Credicorp was the fund’s worst performer over the quarter and as previously highlighted was sold from the fund. It was affected by increased political risk after Pedro Castillo received a far greater share of the vote than expected in recent elections. Despite legal wrangling over the result, Castillo claimed victory and looks set to secure the presidency –an outcome for Peruvian financial services which the market has interpreted poorly.

Market Outlook

An improving infection outlook and mass vaccination rollouts mean that hopes of returning to normal are moving towards reality. But while this is undeniably positive news, the challenge of deploying the vaccine globally and for economies and societies to reopen fully, remains significant.    

To revive economies, policy makers continue to draw on their playbook from the 2008 Financial Crisis but with greater urgency and scale. Central banks globally have shifted towards a more dovish monetary policy, potentially seeing lower rates for longer and a willingness to sustain higher inflation. Trillions in fiscal stimulus has also been pledged, targeting societal inequality with ‘levelling up’ policies, and industry stimulus such as Biden’s proposed infrastructure package and the UK’s ‘Green Budget’. Crucially, governments’ mentality towards debt has shifted, meaning we’re unlikely to see a return to the austerity that followed the 2008 crisis. 

Over the long-term, we expect trends that the pandemic accelerated, such as e-commerce and working from home, are here to stay. Further opportunities will be driven by the shift to a more digital world, automation, climate change mitigation and adaptation, demographic trends and by shifts in consumption patterns in both the emerging and the developed markets.

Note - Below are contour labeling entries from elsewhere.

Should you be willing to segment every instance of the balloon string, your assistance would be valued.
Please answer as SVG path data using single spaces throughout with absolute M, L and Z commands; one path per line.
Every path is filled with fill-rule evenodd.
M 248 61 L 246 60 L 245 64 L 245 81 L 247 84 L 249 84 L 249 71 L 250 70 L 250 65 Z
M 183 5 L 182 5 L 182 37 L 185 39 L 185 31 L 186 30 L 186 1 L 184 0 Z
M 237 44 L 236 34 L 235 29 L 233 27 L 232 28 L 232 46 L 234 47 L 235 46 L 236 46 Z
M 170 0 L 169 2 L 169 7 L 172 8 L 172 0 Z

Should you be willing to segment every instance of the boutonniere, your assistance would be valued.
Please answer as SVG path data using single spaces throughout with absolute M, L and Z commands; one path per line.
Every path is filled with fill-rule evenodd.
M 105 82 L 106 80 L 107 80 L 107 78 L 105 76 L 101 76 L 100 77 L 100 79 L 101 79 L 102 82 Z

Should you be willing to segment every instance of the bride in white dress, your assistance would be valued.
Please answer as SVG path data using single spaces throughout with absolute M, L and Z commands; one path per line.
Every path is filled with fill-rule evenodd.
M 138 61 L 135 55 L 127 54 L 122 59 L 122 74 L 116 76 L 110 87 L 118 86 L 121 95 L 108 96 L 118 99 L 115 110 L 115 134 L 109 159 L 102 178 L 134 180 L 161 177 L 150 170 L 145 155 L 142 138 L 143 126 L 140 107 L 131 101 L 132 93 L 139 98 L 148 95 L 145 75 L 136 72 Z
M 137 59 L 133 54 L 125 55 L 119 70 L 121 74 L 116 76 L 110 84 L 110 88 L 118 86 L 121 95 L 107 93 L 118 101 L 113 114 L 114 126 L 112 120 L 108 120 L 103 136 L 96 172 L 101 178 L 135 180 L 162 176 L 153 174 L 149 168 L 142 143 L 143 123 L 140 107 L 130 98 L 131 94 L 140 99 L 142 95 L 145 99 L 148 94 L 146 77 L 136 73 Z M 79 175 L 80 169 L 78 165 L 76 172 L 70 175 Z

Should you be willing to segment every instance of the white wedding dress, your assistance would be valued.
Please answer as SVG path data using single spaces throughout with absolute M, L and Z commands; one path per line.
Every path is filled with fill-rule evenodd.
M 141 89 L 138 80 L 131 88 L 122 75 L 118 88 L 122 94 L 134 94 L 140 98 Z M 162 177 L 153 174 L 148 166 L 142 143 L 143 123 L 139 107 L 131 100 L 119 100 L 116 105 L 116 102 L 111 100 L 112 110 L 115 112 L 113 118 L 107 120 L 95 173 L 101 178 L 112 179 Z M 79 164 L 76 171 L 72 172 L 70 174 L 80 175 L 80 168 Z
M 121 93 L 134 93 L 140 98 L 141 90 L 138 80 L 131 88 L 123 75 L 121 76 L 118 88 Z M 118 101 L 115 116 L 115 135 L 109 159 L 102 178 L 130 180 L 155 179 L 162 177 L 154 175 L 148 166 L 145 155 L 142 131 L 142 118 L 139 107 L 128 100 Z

Beyond the pandemic, there are other challenges we are monitoring closely. Rising inequality is our greatest worry and the consequences of the virus disproportionately affecting lower skilled, lower income populations. Global supply chains are also being tested, already fragile and now facing pressure from accelerating global demand, reshoring production and strategic supply nationalism. 

Despite the challenges ahead, we remain positive on the prospects for a cyclical economic recovery in 2021 supported by international vaccination efforts. Ultimately, this combined with continued support from central banks should lead to an attractive environment for risk assets.

The value of investments and any income from them can go down as well as up and is not guaranteed. Your clients could get back less than they originally invested. Past performance is not a guide to future performance. The portfolios' investments are subject to normal fluctuations and other risks inherent when investing in securities. Verbatim Asset Management has taken due care and attention in preparing this document, which is solely for the use of professional advisers. Verbatim cannot be held responsible for any inaccuracies arising out of information detailed within and will not accept liability for any loss arising out of or in connection with its use. The contents of this article should not be construed as advice and is for information only. Individual stock selection should only be performed by suitably qualified advisers.